Blackberry interjected, "Yeah, they're placed on probation but there's nobody that is going to check on them while they're on probation." (Earlier in the interview she had said she heard the Probation Department was really swamped, and Gallegos had agreed that realignment has added a huge workload, that County departments are swamped in general, and lack of resources is affecting the departments' abilities to perform.)
The District Attorney continued: "And the reality is people growing marijuana know that, really if the Sheriff's Office did nothing other than eradicate, if no other law enforcement agency did anything except for marijuana eradication, they simply couldn't, they don't have the resources to address all the marijuana that's being grown. And then the question is: What is the best way to address it? Is it the criminal prosecution? Where there is presumption, and the burden of proof beyond a reasonable doubt, convincing twelve jurors, because the defendants are entitled to 5th Amendment, all those things? Or are administrative remedies a more realistic way to address it, when you have some of these agencies like Water Quality go in and give citations? Certainly no one's going to jail. But what the Water Quality people are doing is they're promptly addressing the environmental issues and saying, 'Fix it or else.' If they don't fix it, that can still be forwarded to our offices for prosecution, and it will be."
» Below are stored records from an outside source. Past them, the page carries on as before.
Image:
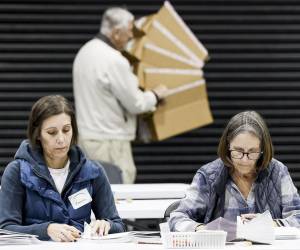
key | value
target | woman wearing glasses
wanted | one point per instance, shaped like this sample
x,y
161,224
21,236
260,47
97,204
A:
x,y
245,180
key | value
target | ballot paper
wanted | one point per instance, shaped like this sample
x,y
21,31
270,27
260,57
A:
x,y
287,233
259,229
14,238
141,237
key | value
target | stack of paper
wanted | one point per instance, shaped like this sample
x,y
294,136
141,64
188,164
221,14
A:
x,y
287,233
13,238
260,229
168,53
145,237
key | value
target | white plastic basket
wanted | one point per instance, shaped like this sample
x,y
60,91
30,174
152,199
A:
x,y
203,239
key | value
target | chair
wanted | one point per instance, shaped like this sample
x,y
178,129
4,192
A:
x,y
113,173
170,209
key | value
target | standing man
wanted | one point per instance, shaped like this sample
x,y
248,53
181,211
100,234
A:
x,y
107,96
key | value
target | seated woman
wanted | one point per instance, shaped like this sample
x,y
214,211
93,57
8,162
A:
x,y
50,188
245,180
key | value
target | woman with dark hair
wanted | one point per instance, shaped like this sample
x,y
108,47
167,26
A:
x,y
244,181
50,188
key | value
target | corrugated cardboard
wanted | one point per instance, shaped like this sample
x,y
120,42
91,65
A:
x,y
170,54
170,20
180,113
148,52
150,77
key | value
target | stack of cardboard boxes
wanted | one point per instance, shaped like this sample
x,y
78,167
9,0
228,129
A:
x,y
165,51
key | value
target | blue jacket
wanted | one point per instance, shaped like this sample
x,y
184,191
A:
x,y
29,200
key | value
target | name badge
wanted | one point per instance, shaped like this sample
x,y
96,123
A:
x,y
80,198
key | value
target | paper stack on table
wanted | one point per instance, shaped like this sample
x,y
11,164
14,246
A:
x,y
14,238
165,51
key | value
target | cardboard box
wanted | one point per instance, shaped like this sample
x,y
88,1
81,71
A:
x,y
181,112
149,76
169,53
168,19
146,51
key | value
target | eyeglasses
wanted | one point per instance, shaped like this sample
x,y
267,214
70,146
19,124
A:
x,y
235,154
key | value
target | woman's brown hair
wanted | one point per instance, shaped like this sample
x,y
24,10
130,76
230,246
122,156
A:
x,y
252,122
44,108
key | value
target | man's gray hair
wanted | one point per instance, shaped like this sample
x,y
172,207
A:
x,y
115,17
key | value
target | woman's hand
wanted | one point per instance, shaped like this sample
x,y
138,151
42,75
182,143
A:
x,y
63,232
100,227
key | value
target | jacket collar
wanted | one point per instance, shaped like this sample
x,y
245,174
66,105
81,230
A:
x,y
105,39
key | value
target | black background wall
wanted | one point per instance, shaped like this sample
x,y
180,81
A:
x,y
255,60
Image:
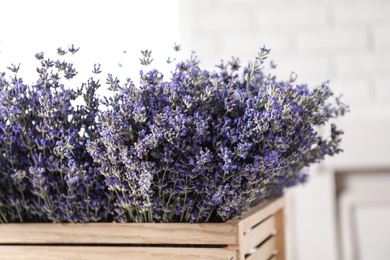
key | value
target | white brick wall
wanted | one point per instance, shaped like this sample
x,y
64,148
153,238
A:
x,y
345,41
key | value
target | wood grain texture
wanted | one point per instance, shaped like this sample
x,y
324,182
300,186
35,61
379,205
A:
x,y
280,236
265,252
150,240
260,212
117,253
258,234
119,233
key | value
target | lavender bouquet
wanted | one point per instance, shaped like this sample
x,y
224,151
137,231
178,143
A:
x,y
203,146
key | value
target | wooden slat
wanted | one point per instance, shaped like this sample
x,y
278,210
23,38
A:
x,y
265,251
117,253
280,236
259,213
119,233
259,234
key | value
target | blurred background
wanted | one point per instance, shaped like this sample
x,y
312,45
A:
x,y
343,212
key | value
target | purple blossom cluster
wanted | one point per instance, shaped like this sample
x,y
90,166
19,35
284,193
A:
x,y
206,146
46,174
203,146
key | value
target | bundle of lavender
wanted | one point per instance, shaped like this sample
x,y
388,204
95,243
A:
x,y
201,146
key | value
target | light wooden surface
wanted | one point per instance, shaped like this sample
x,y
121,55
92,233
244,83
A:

Blackberry asked, "So, out of these environmental harm cases, how many have you prosecuted in the last year?"
Gallegos responded, "I couldn't give you a number. I can tell you that we're just now starting to get the cases where the environmental harm investigations are done. So what happens is: as we've been meeting with the agencies, saying, 'Look! Here's what we need,' there's been a shift, if you will, from the traditional investigation: 'I went there, there's this much marijuana, these are the people that were there,' to 'I went there, there was this much marijuana, we also looked for poisons, we also called Water Quality, we called Fish & Wildlife, all these other people, and together we pulled these things together.' That has just recently started to happen. And, gross numbers I couldn't give you, but frankly for years we've been pushing it. For years, whenever we could get a case that had evidence to prosecute along those lines, we have. And now we've had quite a few joint operations where we have those environmental cases presented with the marijuana case. And we're able to get that clean up, the forfeiture, and the things necessary to stop the environmental harm."
Blackberry asked, "Forfeiture means taking the property?"
Gallegos clarified, "We don't take the real property. The Feds might, we don't. Now, what we do is: certainly those proceeds we've established are illegal, those are seized. But what we put in place is either a civil judgment, so that they have to fix it, or the terms of probation are that they fix it and they come back periodically to the courts to show that they have remedied their harm."